Wednesday, June 10, 2015

5&2 for You&You

Those of us that work in the emergency department unfortunately have grown used to dealing with the unruly intoxicated patient. Whether it's due to drugs, alcohol, or a lovely combination of both, we know the look as soon as they walk in the door. They didn't ask to be brought in here, but either the police, a family member, or a concerned citizen deemed it necessary that they be plucked from their natural habitat and brought to the hospital. 

They do not wish to be here, but now that they are, the responsibility falls on healthcare professionals to keep them safely within our doors until they have the functional capacity to be let loose back into the "real world"

Under the influence, people become unreasonable. They resort to verbal and physical aggression.  They yell, kick, scream, bite, spit, and run. And we must stop them from harming themselves or us. And I do not have the patience. 

My rule is that I will give a patient 2-3 attempts at verbal redirection before I call the doctor, requesting medications and restraints. 
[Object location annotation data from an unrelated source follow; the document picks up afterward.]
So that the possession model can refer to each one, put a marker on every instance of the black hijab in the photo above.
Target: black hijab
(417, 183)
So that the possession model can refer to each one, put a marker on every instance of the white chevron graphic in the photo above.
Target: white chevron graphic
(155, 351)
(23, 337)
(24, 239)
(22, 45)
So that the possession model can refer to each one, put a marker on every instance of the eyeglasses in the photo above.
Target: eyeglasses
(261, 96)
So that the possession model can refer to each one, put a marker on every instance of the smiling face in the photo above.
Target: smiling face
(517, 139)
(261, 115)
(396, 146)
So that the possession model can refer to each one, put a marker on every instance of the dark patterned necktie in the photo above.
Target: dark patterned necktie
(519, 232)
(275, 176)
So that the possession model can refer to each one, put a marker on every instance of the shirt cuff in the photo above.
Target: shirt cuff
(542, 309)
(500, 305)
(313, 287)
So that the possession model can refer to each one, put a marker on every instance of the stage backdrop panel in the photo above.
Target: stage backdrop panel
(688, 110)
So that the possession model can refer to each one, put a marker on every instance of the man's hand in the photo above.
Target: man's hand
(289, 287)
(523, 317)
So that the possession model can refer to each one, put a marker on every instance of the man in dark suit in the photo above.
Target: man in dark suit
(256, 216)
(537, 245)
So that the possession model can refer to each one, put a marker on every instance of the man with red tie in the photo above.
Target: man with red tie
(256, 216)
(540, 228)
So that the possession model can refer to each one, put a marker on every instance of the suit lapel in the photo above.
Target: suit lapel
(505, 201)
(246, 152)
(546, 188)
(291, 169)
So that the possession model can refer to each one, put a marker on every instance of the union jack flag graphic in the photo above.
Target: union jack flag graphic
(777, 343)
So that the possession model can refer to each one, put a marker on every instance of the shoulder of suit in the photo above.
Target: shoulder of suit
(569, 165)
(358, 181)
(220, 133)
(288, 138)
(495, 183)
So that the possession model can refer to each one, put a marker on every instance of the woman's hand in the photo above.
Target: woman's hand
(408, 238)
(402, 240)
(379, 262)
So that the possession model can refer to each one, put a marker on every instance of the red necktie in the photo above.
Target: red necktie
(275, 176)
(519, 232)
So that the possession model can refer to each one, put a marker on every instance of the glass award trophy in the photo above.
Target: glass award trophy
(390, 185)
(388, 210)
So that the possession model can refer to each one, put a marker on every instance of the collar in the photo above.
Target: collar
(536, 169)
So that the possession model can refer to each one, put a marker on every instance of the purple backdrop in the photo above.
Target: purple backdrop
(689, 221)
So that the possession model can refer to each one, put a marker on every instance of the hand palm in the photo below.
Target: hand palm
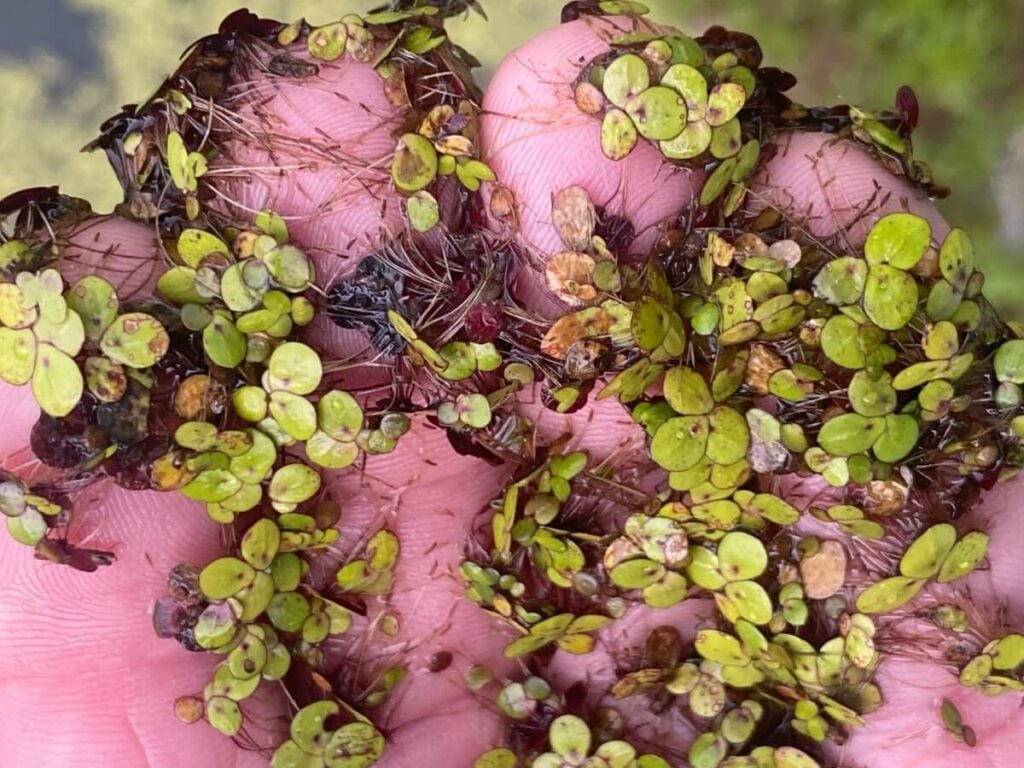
(86, 680)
Other nurses try over and over to reason with them, redirect them to calmly sit on their stretchers,  and five minutes later they're up and hollering again. Not happening. It takes too much of my time, as well as the techs, security and doctors. The  other "normal" patients are watching and hearing the ruckus and enough is enough. They get restrained. They get an IM injection. They fall asleep. The restraints come off, and when they wake up calm anc cooperative in a few hours they can go home.

Yesterday I was in the process of calling the doctor to get orders to put my patient down when another nurse walks over. "Well let me just talk to them first. I know how to talk to these people. I know how to settle them down." No. These are not rational humans in the frame of mind to reason with you. This is my patient, we've attempted to calm him down, and that's it. I refuse to play these games.

On the other hand, I'm not heartless. If a patient comes in with a psychiatric disorder, I don't jump as quickly to sedate them. They are more reasonable, and can usually be calmed if you set boundaries, and reward with TV privileges or extra juice boxes.

So that's my two cents. Let this be a lesson to all you in these coming summer months. If you come to my ER and you're AFU and causing a scene, you're getting tied down and a big needle in your thigh. Then its sleepy time.

TL;DR: If you're coming to me because you're drunk and unruly, remember that I get to pick your needle size.